It seems there are few jobs robots can’t do these days, even the most delicate jobs, like picking asparagus or potting plant seedlings. But they’re only needed because humans can’t – or won’t – do the work, farmers say. A BBC documentary shows how robots replace man labor.
The documentary shows Marc Vermeer, a farmer that had to build a robot in order to be able to finish everyday work at its white asparagus farm in Netherlands. He was struggling to attract workers.
White asparagus needs to be picked at a particular moment while it is still under the ground, otherwise it turns green.
It is often difficult to detect and can be damaged easily.
So in 2000, fed up with his situation, Marc challenged his inventor brother Ad to make a robot to replace human workers.
Ad had been designing intricate machines for decades in the semi-conductor industry. They came up with some ideas to try, but nothing worked.
Fourteen years later and facing increasing labour problems, Marc insisted that Ad should now be able to come up with a machine that could “see” deep into the ground to pluck out the asparagus as well as a human.
This time Ad saw a way forward using new technology.
“Selective harvesting is really complex, you need hi-tech sensors, you need electronics, you need robotics,” he says.
“But these complex hi-tech machines get more and more feasible to develop because technology is improving.”
Along with Ad’s wife, Therese van Vinken, an expert on securing financial funding, they founded robotic start-up Cerescon.
“Marc knew the asparagus farmers and he had experience with sales,” Ms van Vinken says.
“The deal was Marc does the commercial part, Ad does the development, and Therese takes care of the money.”

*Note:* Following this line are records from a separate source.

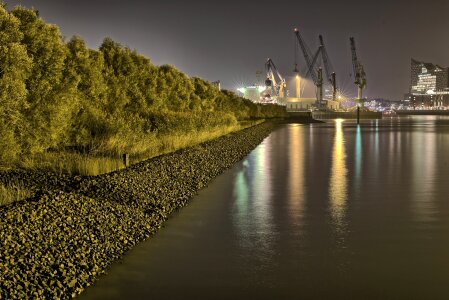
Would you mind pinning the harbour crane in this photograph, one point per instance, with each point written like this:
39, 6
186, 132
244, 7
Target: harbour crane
330, 74
359, 73
315, 73
278, 86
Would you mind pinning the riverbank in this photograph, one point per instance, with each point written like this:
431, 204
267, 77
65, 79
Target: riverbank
59, 241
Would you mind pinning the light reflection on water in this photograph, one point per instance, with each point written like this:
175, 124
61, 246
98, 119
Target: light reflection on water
326, 211
338, 178
296, 178
253, 197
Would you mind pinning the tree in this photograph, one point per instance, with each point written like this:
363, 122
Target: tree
49, 95
15, 66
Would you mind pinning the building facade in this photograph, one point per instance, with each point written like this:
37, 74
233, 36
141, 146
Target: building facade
429, 86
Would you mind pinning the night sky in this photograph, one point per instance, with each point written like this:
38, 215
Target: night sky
230, 40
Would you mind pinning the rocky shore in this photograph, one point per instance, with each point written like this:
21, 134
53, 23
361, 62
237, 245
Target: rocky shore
56, 243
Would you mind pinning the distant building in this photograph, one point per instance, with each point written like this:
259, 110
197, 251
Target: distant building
429, 86
305, 104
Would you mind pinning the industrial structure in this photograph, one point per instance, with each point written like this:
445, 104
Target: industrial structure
275, 84
316, 73
358, 72
429, 86
273, 90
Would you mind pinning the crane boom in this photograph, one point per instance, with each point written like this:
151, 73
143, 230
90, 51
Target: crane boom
316, 74
278, 87
307, 54
359, 73
330, 74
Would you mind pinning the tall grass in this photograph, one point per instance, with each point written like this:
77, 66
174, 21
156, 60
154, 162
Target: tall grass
13, 192
139, 149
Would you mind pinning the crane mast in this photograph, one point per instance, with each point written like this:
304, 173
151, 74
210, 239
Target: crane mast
359, 73
277, 86
316, 74
331, 77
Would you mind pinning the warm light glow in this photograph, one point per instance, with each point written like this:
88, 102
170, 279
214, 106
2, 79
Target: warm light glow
338, 181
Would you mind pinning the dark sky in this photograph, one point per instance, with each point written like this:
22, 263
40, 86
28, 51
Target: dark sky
230, 40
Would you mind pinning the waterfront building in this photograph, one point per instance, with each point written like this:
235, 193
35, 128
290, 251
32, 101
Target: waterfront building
429, 86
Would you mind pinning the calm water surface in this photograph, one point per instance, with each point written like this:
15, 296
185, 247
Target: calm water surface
322, 211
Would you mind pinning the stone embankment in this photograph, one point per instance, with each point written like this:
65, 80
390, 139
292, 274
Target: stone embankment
59, 241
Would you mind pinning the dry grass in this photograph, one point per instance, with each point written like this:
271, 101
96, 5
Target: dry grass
13, 192
138, 148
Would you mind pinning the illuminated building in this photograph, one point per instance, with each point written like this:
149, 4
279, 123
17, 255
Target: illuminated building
429, 87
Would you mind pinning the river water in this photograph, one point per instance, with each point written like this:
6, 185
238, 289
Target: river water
321, 211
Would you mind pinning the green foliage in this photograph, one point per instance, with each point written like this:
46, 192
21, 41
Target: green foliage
57, 95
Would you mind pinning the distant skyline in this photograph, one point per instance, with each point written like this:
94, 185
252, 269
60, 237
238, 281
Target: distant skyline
230, 40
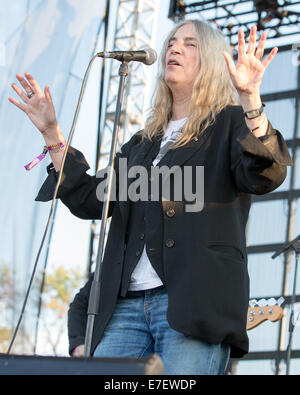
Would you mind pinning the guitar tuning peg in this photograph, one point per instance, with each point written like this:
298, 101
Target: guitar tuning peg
280, 301
271, 301
253, 303
262, 303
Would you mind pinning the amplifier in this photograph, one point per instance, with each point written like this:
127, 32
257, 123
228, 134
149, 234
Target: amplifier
40, 365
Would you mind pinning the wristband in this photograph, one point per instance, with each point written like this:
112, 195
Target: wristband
53, 148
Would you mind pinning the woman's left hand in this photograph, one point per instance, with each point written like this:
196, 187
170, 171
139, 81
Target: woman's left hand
247, 74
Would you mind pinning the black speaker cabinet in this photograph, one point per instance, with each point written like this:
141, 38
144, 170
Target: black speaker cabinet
28, 365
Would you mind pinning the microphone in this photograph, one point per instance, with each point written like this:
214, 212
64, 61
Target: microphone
147, 56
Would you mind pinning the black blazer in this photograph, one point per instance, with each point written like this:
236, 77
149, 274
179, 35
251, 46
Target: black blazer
206, 273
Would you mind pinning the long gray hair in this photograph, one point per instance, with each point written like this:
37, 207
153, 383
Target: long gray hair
213, 89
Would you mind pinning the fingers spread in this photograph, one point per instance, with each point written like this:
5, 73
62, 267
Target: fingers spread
33, 84
252, 41
270, 57
241, 41
230, 63
17, 103
20, 93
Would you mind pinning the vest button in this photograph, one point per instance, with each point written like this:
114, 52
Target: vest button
170, 213
170, 243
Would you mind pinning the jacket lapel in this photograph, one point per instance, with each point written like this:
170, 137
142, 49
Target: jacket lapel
147, 151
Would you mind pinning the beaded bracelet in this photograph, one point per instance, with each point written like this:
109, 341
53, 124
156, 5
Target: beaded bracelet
52, 148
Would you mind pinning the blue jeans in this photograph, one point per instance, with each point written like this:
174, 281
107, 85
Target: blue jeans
139, 328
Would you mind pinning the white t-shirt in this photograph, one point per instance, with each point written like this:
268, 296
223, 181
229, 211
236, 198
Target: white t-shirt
144, 276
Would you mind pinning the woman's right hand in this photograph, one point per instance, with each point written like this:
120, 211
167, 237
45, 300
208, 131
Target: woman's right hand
39, 107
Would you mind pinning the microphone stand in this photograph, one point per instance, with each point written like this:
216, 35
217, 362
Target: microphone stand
94, 298
293, 245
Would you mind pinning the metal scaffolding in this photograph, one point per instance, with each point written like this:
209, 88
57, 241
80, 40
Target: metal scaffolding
135, 27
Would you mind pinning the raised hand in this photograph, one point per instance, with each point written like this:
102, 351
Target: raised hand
38, 105
247, 74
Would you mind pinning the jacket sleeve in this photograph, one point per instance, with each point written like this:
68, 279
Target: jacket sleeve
258, 164
77, 317
78, 189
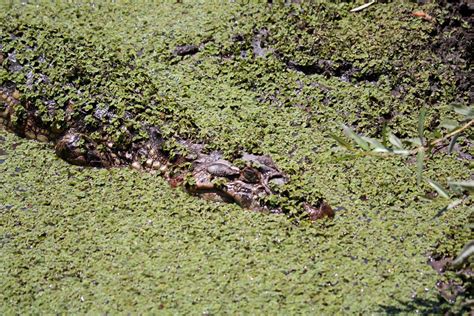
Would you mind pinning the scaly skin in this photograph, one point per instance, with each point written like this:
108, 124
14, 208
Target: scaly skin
209, 176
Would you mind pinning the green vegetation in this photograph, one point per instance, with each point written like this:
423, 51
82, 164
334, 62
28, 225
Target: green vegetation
277, 80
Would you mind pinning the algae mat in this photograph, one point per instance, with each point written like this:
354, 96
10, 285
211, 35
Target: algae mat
264, 79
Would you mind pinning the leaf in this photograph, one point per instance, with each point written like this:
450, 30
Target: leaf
452, 143
350, 133
441, 191
419, 166
395, 141
341, 142
415, 141
421, 123
449, 124
402, 152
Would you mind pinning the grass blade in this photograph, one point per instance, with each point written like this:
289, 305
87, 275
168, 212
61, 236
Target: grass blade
350, 133
449, 124
419, 166
342, 142
421, 123
467, 111
378, 147
441, 191
452, 143
467, 185
395, 141
466, 252
362, 7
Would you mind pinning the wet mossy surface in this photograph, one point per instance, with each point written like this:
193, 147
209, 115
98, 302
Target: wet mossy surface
266, 79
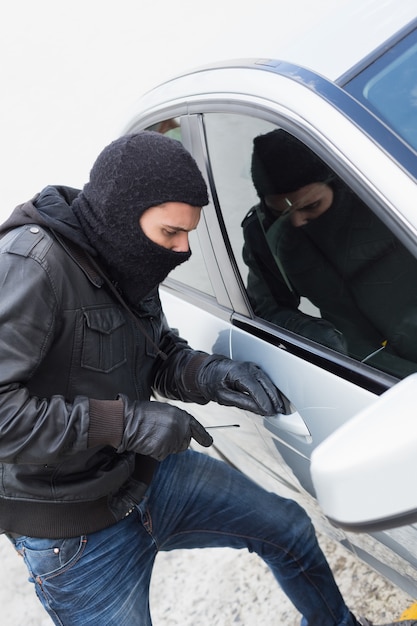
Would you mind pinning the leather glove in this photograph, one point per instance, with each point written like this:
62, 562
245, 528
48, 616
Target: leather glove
158, 429
240, 384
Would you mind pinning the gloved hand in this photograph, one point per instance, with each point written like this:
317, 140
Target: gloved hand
240, 384
158, 429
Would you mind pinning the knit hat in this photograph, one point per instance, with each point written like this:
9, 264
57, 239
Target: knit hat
281, 164
132, 174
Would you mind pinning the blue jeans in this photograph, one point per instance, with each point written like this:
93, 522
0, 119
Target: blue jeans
194, 501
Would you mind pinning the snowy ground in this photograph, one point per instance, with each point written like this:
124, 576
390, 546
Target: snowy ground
215, 587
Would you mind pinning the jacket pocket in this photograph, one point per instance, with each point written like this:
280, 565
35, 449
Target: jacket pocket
104, 342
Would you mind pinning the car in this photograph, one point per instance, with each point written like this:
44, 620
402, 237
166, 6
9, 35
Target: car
348, 94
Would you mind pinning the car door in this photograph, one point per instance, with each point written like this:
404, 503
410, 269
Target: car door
208, 300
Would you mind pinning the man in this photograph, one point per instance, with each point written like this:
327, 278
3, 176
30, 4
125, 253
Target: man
311, 237
96, 478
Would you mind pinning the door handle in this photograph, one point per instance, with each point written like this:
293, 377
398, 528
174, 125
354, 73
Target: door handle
291, 423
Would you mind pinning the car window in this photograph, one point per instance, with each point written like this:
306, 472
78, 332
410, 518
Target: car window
389, 88
313, 257
194, 272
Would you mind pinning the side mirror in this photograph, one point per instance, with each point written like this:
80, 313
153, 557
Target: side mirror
364, 473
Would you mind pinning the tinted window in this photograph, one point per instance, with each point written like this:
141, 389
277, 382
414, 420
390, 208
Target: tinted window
389, 88
314, 258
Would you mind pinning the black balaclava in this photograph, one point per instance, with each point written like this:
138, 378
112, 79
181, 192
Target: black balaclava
132, 174
281, 164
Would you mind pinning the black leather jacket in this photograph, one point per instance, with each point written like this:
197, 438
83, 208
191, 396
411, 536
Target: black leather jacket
68, 349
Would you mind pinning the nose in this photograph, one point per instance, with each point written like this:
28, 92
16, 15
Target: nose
298, 218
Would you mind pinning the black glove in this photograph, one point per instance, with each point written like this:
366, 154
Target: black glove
158, 429
240, 384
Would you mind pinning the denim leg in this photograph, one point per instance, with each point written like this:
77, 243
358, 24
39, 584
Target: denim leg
196, 501
101, 579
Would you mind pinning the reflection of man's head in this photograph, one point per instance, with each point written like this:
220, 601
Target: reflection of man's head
289, 178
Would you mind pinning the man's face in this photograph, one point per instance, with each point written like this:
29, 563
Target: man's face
303, 205
168, 224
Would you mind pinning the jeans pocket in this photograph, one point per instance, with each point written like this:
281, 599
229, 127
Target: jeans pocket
46, 558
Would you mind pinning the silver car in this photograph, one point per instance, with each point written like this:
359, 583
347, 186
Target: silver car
326, 305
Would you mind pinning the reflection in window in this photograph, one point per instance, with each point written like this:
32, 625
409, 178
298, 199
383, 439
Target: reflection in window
318, 262
389, 87
193, 272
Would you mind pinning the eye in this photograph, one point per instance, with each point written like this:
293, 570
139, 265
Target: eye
310, 207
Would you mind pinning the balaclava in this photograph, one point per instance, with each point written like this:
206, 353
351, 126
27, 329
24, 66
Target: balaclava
132, 174
281, 164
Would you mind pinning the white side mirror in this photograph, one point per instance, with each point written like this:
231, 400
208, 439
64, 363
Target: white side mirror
365, 472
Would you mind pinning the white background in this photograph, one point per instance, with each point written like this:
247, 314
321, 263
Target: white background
70, 75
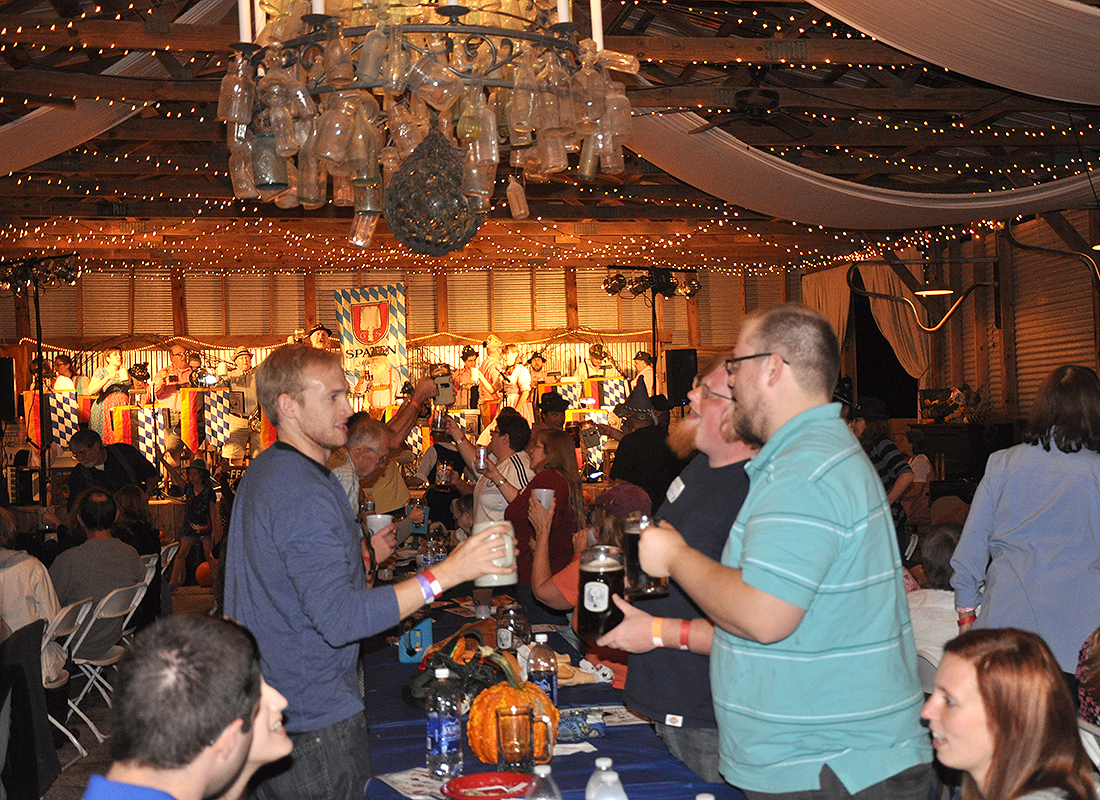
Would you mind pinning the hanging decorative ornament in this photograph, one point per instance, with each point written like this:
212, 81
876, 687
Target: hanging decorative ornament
426, 208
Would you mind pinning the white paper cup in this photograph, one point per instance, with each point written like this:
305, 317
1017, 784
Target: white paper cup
508, 559
377, 522
543, 495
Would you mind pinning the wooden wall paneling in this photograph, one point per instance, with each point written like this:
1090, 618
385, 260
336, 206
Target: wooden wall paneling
1003, 275
572, 315
132, 313
310, 298
178, 303
442, 309
694, 335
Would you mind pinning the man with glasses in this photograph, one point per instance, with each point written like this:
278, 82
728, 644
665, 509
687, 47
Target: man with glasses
193, 716
366, 450
167, 381
813, 664
108, 467
668, 638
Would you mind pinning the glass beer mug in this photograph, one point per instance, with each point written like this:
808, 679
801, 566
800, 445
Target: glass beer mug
602, 576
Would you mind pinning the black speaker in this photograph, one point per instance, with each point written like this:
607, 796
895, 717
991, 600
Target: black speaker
8, 413
680, 370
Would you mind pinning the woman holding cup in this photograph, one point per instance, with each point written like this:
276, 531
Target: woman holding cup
553, 461
1002, 714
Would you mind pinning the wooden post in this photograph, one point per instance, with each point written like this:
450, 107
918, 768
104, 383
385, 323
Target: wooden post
442, 310
694, 338
309, 298
572, 316
178, 303
1007, 289
23, 318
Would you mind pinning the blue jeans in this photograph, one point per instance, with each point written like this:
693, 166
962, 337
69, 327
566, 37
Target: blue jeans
697, 747
330, 764
912, 784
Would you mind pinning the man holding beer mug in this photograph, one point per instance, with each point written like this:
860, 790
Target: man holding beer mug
295, 576
669, 677
813, 664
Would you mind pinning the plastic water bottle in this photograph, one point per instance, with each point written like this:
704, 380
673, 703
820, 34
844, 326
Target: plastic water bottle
604, 784
542, 787
542, 667
444, 726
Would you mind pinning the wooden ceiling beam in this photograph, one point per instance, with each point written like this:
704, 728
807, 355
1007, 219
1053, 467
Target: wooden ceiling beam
114, 34
820, 52
847, 100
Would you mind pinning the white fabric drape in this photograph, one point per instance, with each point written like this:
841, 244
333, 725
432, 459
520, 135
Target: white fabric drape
50, 131
1043, 47
895, 319
827, 292
724, 166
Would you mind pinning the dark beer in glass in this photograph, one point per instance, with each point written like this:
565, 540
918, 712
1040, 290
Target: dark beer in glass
602, 576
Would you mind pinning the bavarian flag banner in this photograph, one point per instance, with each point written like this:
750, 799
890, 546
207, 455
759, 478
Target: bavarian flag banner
64, 411
372, 322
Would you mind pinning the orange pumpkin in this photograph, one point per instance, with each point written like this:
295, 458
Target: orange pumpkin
481, 729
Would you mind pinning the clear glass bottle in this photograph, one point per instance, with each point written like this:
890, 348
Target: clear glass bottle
444, 726
339, 67
238, 92
542, 667
604, 784
589, 91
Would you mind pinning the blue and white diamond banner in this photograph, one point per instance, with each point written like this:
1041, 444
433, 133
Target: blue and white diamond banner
216, 416
64, 415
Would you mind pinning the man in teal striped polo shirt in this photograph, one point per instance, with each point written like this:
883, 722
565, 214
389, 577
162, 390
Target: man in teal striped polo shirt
813, 665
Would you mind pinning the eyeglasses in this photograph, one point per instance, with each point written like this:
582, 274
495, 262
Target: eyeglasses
707, 392
734, 364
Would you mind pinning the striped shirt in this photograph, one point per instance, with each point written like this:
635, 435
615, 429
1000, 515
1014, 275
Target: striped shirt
842, 689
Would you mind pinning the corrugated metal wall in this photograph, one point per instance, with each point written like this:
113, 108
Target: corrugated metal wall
1054, 309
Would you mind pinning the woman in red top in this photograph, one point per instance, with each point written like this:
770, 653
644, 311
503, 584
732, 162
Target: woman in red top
553, 459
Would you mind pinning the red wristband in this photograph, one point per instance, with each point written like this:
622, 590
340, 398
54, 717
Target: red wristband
436, 588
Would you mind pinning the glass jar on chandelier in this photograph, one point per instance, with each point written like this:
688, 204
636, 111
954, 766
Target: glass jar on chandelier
502, 76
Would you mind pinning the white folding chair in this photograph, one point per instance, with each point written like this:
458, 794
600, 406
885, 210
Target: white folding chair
167, 556
117, 605
1090, 737
64, 626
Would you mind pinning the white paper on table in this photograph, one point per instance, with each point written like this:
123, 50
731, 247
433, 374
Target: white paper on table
417, 784
568, 749
618, 715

But the day after celebrating the company’s legal incorporation on 11 December 2014, tragedy struck.
Marc, a 51-year-old father of three, suddenly became ill with meningitis. He was placed in an artificial coma for several days.
“One of the first things that his wife Anita said to us was that when Marc was out of the coma he was constantly talking about that machine,” Ms van Vinken says.
But Marc never lived to see the robot working in his field. He suffered a cerebral haemorrhage after leaving intensive care and died within 10 minutes.
In shock, and with no idea about the farming side of the business, Therese and Ad thought about giving up.
But with hundreds of thousands of euros in subsidies already spent, they knew they had to push forward.
Today, they have sold their first commercial machine to a farmer in France. The three-row version can replace 70 to 80 human pickers.